Azure / azure-storage-azcopy

The new Azure Storage data transfer utility - AzCopy v10
MIT License
613 stars 221 forks source link

Sync option to mirror source -> target #1282

Closed phrak closed 3 years ago

phrak commented 3 years ago

Which version of the AzCopy was used?

10.7.0

Which platform are you using? (ex: Windows, Mac, Linux)

Windows

What command did you run?

azcopy sync [https://blob URL] [C:\LocalPath] --delete-destination

What problem was encountered?

Unable to truly sync a source -> target. Files modified in the destination are ignored without any notification. They are not overwritten, copied, updated or logged as being different. Business impact being that we cannot ensure the source matches the target, nor can we provide a list of files that are different.

How can we reproduce the problem in the simplest way?

  1. Upload any number/type of files to an empty Blob container.
  2. Create a empty target folder on a local file system.
  3. azcopy sync the blob to the local folder.
  4. Confirm that all blob files have been copied to the local folder.
  5. Modify a local file in any way. e.g. add a new line to a TXT file.
  6. Re-run the same azcopy sync command.
  7. Observe that no new/updated files have been copied.
  8. Observe that the modified TXT file has NOT been over-written.
  9. Observe that Open the azcopy log file does not show any skipped/ignored files.

Have you found a mitigation/solution?

Only semi-viable work-around is to run an azcopy copy [source] [destination] --overwrite:true command to re-copy the entire source directory to the target, however this overwrites all files, not just differences, causing issues with very large file sets. The azcopy copy [source] [destination] --overwrite=ifSourceNewer switch is not viable because the Destination is newer than the Source.

Other potential work-around is to azcopy sync to a safe staging location, then use robocopy to truly mirror the staging Source -> final Destination.

The AZCopy Sync Wiki Page describes this behaviour as being by design - Unfortunately this leaves us with very few options to properly sync a folder pair.

zezha-msft commented 3 years ago

Thanks @phrak for reaching out!

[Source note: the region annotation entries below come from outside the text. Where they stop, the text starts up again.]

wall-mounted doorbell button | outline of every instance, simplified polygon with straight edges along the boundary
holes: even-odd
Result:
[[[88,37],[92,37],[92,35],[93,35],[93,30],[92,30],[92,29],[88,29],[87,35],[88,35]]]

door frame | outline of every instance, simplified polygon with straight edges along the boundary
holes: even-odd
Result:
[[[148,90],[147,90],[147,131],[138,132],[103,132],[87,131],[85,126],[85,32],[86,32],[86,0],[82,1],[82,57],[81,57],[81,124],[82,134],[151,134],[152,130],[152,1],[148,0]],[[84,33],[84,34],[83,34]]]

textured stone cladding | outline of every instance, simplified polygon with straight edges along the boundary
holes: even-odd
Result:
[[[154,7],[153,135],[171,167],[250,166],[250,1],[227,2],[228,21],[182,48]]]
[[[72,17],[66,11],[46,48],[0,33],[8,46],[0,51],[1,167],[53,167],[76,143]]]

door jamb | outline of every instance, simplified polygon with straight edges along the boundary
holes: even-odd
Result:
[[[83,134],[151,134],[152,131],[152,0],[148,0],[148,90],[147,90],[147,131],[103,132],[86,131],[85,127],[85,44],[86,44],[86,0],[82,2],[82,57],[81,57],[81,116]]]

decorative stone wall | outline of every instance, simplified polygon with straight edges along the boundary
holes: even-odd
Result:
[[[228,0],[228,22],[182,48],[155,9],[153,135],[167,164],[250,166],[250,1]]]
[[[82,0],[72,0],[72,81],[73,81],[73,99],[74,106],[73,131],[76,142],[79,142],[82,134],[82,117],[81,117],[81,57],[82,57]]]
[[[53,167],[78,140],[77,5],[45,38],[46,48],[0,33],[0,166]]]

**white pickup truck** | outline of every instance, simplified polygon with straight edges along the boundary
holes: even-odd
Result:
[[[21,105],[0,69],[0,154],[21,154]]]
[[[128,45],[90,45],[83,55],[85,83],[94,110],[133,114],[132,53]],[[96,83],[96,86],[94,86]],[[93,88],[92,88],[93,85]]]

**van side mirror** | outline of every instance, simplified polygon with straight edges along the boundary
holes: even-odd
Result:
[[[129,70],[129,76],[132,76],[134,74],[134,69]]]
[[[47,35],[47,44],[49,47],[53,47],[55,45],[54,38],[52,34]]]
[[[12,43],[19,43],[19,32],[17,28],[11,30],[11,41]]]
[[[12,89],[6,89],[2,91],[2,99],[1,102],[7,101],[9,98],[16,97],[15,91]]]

We are aware of this scenario and it is being tracked here. It does sound like a valid scenario and we hope to support it soon.

zezha-msft commented 3 years ago

To clarify, the blob service does not support storing an exact lmt; the time when the blob is created/modified is automatically the lmt. To avoid re-transferring the same files in a download situation, we can first preserve the source lmt locally (which needs to be added) in previous run, and then compare the lmts during sync and transfer the source files if the corresponding local lmt is different. However, in a copy situation (blob -> blob), this does not work since we cannot preserve the lmts of blobs and rely on it as an accurate indicator of the file's "version".

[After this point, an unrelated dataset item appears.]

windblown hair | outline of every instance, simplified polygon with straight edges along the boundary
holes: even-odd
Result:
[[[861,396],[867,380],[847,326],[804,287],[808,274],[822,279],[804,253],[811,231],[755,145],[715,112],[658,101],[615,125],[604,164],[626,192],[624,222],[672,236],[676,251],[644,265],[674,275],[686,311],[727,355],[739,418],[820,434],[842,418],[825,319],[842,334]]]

Thus, the best approach (that we can think of right now) for the mirroring scenario is to simply copy over all the source files, and delete all extra files at the destination.

Please let us know if you have any other thoughts about this.

phrak commented 3 years ago

Hi @zezha-msft , thanks for replying. I hope a solution can be found soon too.

An option to force-overwrite the destination only if it's different from the source would be very useful to avoid re-copying identical files again.

Another thought - Would it be possible to use the MD5 hash property to compare the objects and overwrite if different?

In the mean-time, it sounds like the best work-around is to use azcopy sync to sync the blob to a safe, dedicated staging location, then use robocopy to properly mirror the staging directory Source -> final Destination.

zezha-msft commented 3 years ago

Hi @phrak, the MD5 value can be stored on the service side, but it is not validated against the data, so it'd be hard to use MD5 values as an indication of file content, since they could easily become out of date if the user changed the content but didn't update the MD5 value. More often, there could be files that got uploaded without a stored MD5.

Sorry for the inconvenience. We are aware of this problem, and will look into solving it with a good UX.